3 thoughts on “How do you say "Madayaw Davao" in Sinama? (The Sama Tribe's Inclusion in Kadayawan)

  1. salam. Thank you, Luke. Nice, feel-good piece there you've got on the Sama in Davao. I wish you cited the sources as well, like the Sama collaboration with Uyanguren against Datu Bago. How strange when the Sama alliances with the Sulu sultans and consistent [piratical] campaigns against western colonialists are well documented from Malakka, to Makkasar to Borneo and down to Sulu archipelago. In Sulu, the longest resistance ever launched by individuals registered against Spanish conquestadores and American colonialists were also by the Sama; namely Panglima Taupan and Panglima Alip of Balangingi and in more contemporary times that of Jikiri andi Kamlun of Sulu. I could not fathom why there should be a change of heart upon landing in Dabaw where the Kaagan datu Bago blood line is half-Suluk [from the land of Spirits in Agusan-Surigao] and half-Maguindanao, and noting that about this time the memories of Spanish attacks of the Balangingi was still smouldering and I'd imagine fanning the Sama hatred for the 'aa luwar'.

  2. Just to give us a spatio-chronological sense of things then, Don Jose Uyanguren, a Spanish businessman came to Davao in 1847 at the time Ka'gan-Maguindanao Datu Bago was reigning in what is now Davao City and the Spaniard attempted to conquer where Datu Bago ruled.
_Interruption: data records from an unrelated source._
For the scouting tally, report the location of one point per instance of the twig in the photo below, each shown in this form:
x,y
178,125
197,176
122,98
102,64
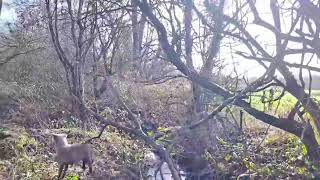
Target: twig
x,y
100,133
265,135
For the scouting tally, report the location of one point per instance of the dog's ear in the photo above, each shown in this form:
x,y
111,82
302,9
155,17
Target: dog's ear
x,y
55,137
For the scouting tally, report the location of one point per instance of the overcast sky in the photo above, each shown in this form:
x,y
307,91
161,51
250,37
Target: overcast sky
x,y
243,66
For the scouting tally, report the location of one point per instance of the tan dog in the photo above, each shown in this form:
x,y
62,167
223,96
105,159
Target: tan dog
x,y
67,154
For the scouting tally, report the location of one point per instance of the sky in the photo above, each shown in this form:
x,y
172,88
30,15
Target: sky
x,y
243,66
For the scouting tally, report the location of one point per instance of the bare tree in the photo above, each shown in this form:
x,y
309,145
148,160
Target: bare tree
x,y
286,124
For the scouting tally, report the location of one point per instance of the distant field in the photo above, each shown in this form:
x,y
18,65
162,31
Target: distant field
x,y
279,107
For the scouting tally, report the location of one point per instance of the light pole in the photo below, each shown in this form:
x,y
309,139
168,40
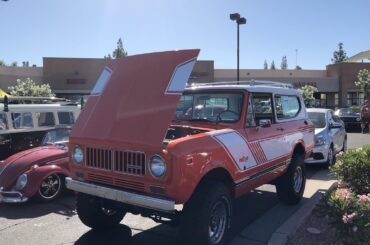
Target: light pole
x,y
239,21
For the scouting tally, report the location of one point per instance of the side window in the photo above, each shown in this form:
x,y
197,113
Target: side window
x,y
22,120
3,122
45,119
66,117
287,106
260,108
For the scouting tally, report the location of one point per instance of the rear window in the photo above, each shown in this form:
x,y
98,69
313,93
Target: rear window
x,y
66,117
22,120
45,119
Elsewhere in Sulu archipelago, around 1845-1848, Sulu and the strongholds of maritime trading of the Sama [i.e. the Balangingi base] and generally of Suluk were continually being bombarded by Spanish frigates, eventually the Spaniards successfully penetrated into the barricade of Jolo in 1851 and also dispersed the Balangingi resistance, causing to some of the Sama to flee and sought refuge in Tawitawi while some listlessly prowled the seas from the southseas of Borneo down to Celebes and Sulu waters whereupon many must have also passed off time around the gulf [i.e. Sarangani and Dabaw] are.. It is not plausible to infer that the Sama in Dabaw could have sided with Spain when they were infact being attacked and disenfranchised in their homeseas [and eventually some forced to bring their trade to Dabaw] by the same foreign conquestadores. My source for above is James Francis Warren's Sulu Zone (sorry I couldn't cite page for now, as I am just retrieving this from memory; and that of Shinzo Hayaze's 'Mindanao Ethnohistory beyond Nations', pp.31-35).

  3. Magsukul Kaꞌ Mucha. I’m glad to have your input on this. I wrote “claimed” and “rare” because it seemed an oddity to me as well when I saw it written on the Davao Timeline at the Davao Museum. I wonder if it might only be confusion between the inhabitants of the Island of Samal and the Sama people, referred to by many Filipinos as Samals. I am still trying to learn as much as I can from both Sama in their communities as well as in print material. I now have two books to add to my reading list.
    My former impression on the Sama presence in Davao is that it has always been a territory of the more mobile Sama. In more recent history, those living in Sasa Km11 first came here on long fishing trips (magkaldiya in Sinama Tabawan) and then at a time when Sulu was especially chaotic they decided to bring their families and transfer here permanently.
    If the Sama in Davao at Uyanguren’s point in history were refugees from Sulu, I would only assume that they were joining relatives that had already migrated to the area or fished the waters regularly.
    Anyway, I love history and very much welcome corrections and additions to my not very professionally written historical posts 🙂 Magsukul pabalik.